We have retiled a shower cubicle which has three tiled sides. Do we grout or silicone (or both) the joins between the corners and wall/floor. We are using Davco grout for the rest.

----------


## stevoh741

wet area silicon. Dont grout the corners. Sellys wet area silicon works best for me but other brands out there. Dont use sikaflex.

----------


## ringtail

I'm pretty sure its in the BCA that flexible sealant must be used in the corners and wall/floor junction

----------


## Oldsaltoz

Sealant is required in shower corners and wall to shower base tiles, this is the 'standard'. 
Also note wall tiles should overlap the shower base tiles. 
Good luck.   :Smilie:

----------


## benandbert

Thanks everyone. We have tiled the floor first and the walls second, so have the order correct. Sorry if this is a basic question. Is there any difference between using a bathroom specific sealant caulk (Davco brand)with acrylic in it compared to silicone? We bought the Davco colorcaulk sealant, which says it is acrylic based and flexible, and used for filling expansion joints between bath and tiles, and joints where internal tile walls and floors meet. If this is not OK we could change it if needed.  
Also, does the area between the tiles and the floor drain need to be treated with the same sealant as the joins, or do we just grout it, or something different?
Our first tiling effort is looking pretty good so far, but want to make sure we seal everything well so we don't have any problems with water seepage later. We have waterproofed prior to tiling, but don't want the tiles to fall off from water.

----------


## Oldsaltoz

> Thanks everyone. We have tiled the floor first and the walls second, so have the order correct. Sorry if this is a basic question. Is there any difference between using a bathroom specific sealant caulk (Davco brand)with acrylic in it compared to silicone? We bought the Davco colorcaulk sealant, which says it is acrylic based and flexible, and used for filling expansion joints between bath and tiles, and joints where internal tile walls and floors meet. If this is not OK we could change it if needed.   The Davco will be fine. 
> Also, does the area between the tiles and the floor drain need to be treated with the same sealant as the joins, or do we just grout it, or something different?
> Our first tiling effort is looking pretty good so far, but want to make sure we seal everything well so we don't have any problems with water seepage later. We have waterproofed prior to tiling, but don't want the tiles to fall off from water.
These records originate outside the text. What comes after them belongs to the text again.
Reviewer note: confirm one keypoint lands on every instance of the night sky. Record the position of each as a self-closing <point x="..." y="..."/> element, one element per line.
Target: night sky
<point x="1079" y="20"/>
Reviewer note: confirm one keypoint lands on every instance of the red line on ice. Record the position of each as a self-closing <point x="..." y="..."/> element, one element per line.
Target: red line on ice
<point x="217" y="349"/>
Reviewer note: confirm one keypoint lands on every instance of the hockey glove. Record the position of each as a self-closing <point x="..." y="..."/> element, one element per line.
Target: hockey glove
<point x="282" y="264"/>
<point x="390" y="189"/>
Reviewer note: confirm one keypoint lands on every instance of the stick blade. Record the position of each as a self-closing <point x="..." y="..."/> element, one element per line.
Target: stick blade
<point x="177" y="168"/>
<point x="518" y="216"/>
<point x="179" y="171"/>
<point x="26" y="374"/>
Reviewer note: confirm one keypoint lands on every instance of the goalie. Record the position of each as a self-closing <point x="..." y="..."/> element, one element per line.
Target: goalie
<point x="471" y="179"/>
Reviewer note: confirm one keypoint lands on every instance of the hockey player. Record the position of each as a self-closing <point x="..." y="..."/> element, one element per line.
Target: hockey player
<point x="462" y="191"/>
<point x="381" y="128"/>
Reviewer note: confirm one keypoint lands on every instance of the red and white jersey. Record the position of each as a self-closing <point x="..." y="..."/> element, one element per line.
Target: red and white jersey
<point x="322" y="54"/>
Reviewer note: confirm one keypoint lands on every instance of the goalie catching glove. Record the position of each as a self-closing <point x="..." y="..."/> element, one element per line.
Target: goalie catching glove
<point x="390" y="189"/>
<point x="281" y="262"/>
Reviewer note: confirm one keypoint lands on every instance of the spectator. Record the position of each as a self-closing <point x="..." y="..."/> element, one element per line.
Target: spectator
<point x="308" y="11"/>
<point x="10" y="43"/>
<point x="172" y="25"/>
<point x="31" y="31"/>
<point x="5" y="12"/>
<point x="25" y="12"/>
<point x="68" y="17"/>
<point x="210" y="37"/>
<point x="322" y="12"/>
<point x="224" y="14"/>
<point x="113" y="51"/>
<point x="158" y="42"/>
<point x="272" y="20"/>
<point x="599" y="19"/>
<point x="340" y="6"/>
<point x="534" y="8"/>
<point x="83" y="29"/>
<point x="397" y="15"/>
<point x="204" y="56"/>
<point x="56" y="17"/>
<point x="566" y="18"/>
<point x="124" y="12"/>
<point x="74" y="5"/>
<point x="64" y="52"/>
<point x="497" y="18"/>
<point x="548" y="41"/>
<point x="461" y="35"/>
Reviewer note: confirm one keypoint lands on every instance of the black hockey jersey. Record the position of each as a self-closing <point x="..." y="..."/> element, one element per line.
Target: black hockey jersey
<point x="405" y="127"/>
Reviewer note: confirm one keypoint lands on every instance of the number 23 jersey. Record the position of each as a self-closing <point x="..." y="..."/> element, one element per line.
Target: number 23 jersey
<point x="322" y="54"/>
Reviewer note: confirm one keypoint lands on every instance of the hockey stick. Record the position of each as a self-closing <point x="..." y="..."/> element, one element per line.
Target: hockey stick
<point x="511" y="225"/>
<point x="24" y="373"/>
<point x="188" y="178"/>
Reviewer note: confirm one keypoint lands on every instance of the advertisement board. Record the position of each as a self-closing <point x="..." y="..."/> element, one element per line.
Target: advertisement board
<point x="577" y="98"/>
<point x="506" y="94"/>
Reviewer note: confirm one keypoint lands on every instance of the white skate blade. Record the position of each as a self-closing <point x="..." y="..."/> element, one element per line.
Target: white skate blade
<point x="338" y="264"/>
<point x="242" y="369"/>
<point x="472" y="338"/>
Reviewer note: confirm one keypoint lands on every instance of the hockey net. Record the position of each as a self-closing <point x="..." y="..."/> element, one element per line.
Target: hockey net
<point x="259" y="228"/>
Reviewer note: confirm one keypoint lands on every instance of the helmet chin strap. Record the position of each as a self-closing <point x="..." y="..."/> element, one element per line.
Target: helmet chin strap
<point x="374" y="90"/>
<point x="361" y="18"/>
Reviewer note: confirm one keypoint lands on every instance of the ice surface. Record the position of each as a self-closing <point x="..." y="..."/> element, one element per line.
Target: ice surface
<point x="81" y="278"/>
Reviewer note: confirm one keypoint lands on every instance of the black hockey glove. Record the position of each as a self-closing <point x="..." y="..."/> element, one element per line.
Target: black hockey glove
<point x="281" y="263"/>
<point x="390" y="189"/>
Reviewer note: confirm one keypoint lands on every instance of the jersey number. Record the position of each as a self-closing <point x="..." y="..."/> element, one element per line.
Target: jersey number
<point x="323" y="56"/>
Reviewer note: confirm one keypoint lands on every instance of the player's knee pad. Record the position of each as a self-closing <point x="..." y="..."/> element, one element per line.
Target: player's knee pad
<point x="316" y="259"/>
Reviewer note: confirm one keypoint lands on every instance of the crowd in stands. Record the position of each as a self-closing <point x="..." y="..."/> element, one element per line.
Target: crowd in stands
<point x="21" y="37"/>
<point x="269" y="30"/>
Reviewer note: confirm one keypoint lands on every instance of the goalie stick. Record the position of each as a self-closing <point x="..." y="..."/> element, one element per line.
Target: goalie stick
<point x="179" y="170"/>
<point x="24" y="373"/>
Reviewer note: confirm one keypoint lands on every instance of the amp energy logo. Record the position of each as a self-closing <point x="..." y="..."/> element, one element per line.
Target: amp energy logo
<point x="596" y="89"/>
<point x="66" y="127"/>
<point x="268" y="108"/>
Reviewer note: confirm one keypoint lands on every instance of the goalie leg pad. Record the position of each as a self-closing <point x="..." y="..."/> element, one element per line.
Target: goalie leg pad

  Just grout around the floor waste is fine and normal practice.  
Good luck.   :Smilie:

----------


## China

I would use Sikaflex FC 11, it is what the the major resealing compainies use I have used it on many jobs it is far better than silicone

----------


## barney118

The bathroom mob I bought my waterproofing membrane from told me to use specific silicon with the compound from them of course. The cost wasn't much. As some are not compatible.

----------


## stevoh741

> I would use Sikaflex FC 11, it is what the the major resealing compainies use I have used it on many jobs it is far better than silicone

  Sikaflex is no good as the white one turns yellow after a couple of months. Best to stick with the bathroom silcons like sellys. Been using them for years and they are the best for wet areas IMO

----------


## China

I have had Sikaflex in place for four years has not gone yellow

----------


## stevoh741

> I have had Sikaflex in place for four years has not gone yellow

  You must be one of the lucky ones. I and others on here have had it turn yellow and you only need to have the job of trying to get it out to replace with bathroom silicon once to know never to use it for that purpose again.

----------


## r3nov8or

I would also recommend Selleys Wet Area silicone.  
I have had the Bostik version fail pretty quickly. May have been a one off / batch issue, but I'm not going back.

----------